Scientists have identified a previously unknown route for cellular fuel delivery.
The finding could shed light on the process of aging and the chronic diseases that often accompany it.
With age, cells gradually lose their ability to take in and process fuel. A cell that can’t fill its fuel tank, so to speak, can’t perform its proper functions. Researchers are interested in finding ways to boost the energy supply of aging cells in an effort to stave off the detrimental effects of the inevitable passage of time.
A key element of any cell’s fuel supply chain is a molecule called nicotinamide adenine dinucleotide (NAD). Past work has shown that NAD levels in tissues throughout the body decrease with age. One way cells manufacture NAD begins with a precursor molecule called nicotinamide mononucleotide (NMN), which is naturally in foods such as edamame, broccoli, cabbage, cucumber, and avocado. But how NMN gets into cells for processing into NAD has long been a mystery.
In the new study, scientists identified a protein responsible for transporting NMN directly into cells, where they can use it for cellular fuel production. Not only does this protein move NMN into cells, it does so rapidly.
‘The mystery transporter’
The researchers long suspected there was a direct route for NMN to get into cells, simply because they had measured the speed with which NMN made the journey from the gut into the bloodstream and then into tissues throughout the body. In mice, that journey happens in a matter of minutes.

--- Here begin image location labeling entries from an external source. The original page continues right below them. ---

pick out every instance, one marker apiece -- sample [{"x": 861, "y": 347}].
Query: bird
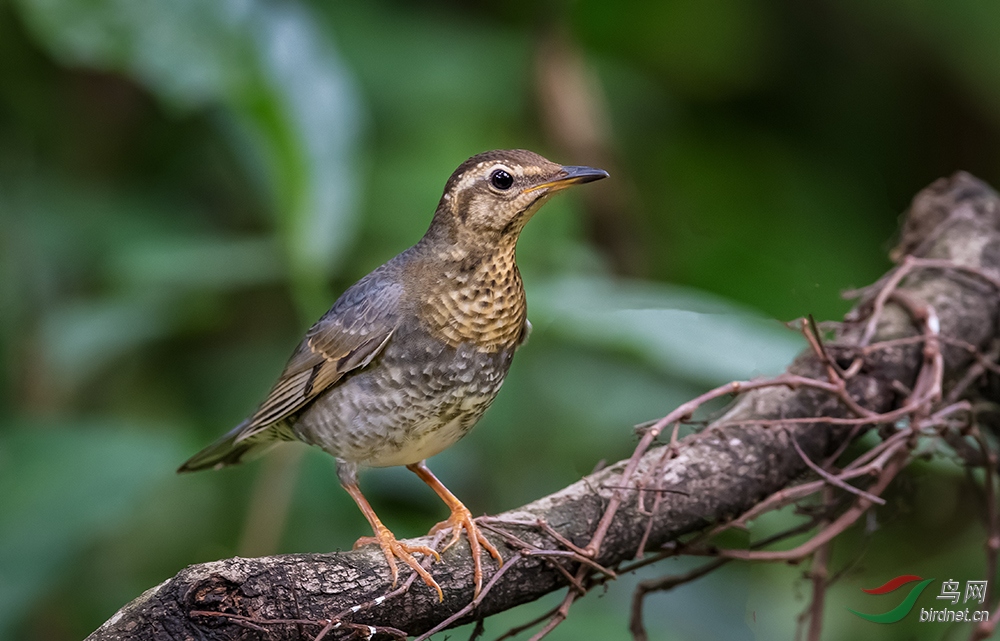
[{"x": 409, "y": 358}]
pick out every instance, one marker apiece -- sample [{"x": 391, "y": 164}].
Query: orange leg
[
  {"x": 391, "y": 548},
  {"x": 460, "y": 519}
]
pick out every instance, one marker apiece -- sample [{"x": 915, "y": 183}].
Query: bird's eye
[{"x": 501, "y": 179}]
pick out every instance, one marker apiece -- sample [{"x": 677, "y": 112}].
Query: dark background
[{"x": 185, "y": 186}]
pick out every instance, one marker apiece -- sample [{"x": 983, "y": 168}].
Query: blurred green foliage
[{"x": 185, "y": 186}]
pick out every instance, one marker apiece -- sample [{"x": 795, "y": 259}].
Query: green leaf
[
  {"x": 281, "y": 91},
  {"x": 685, "y": 332},
  {"x": 61, "y": 487}
]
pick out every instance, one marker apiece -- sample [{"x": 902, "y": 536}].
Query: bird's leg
[
  {"x": 391, "y": 548},
  {"x": 460, "y": 519}
]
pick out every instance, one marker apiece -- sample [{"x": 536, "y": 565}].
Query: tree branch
[{"x": 713, "y": 476}]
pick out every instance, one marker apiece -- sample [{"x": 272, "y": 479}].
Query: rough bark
[{"x": 724, "y": 470}]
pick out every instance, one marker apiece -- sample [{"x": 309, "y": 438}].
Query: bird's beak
[{"x": 571, "y": 175}]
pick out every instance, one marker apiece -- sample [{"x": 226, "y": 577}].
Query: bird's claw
[
  {"x": 394, "y": 549},
  {"x": 461, "y": 519}
]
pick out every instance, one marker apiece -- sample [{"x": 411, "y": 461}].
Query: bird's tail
[{"x": 229, "y": 450}]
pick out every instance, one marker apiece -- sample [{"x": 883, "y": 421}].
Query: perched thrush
[{"x": 409, "y": 357}]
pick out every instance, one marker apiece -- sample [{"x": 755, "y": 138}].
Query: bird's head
[{"x": 492, "y": 195}]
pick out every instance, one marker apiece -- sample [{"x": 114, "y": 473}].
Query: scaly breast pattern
[{"x": 435, "y": 379}]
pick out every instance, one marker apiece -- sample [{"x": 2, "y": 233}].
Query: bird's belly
[
  {"x": 433, "y": 435},
  {"x": 404, "y": 410}
]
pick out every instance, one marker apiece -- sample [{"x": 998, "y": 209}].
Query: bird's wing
[{"x": 348, "y": 337}]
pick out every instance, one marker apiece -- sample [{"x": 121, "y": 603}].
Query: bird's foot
[
  {"x": 394, "y": 549},
  {"x": 461, "y": 519}
]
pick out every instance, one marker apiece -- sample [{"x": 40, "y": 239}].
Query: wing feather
[{"x": 348, "y": 337}]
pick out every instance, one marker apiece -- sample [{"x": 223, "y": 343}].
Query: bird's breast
[{"x": 484, "y": 307}]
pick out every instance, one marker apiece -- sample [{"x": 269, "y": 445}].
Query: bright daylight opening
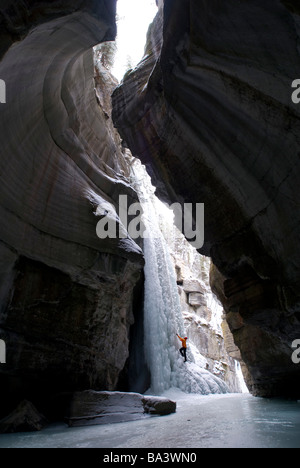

The researchers felt there wasn’t time for complex biochemical reactions that might convert NMN into another form that cells could take up.
“To achieve such fast uptake of NMN into the tissues, we speculated that there must be a specific NMN transporter that moves NMN directly into cells, even though no one had ever seen such a thing,” says Shin-ichiro Imai, a professor of developmental biology at Washington University School of Medicine in St. Louis.
The researchers conducted multiple experiments in cells and mice, identifying and then verifying that a protein called Slc12a8 is in fact the mystery transporter. The researchers also showed that Slc12a8 requires the presence of sodium ions to transport NMN into cells.
In addition, the scientists showed, intriguingly, that cells dial up the expression of the Slc12a8 gene when NAD levels fall. When first author Alessia Grozio, a staff scientist in developmental biology, deliberately lowered NAD levels inside cells and then gave NMN to compensate, the resulting NAD the cell manufactured overshot the amount she was expecting to see.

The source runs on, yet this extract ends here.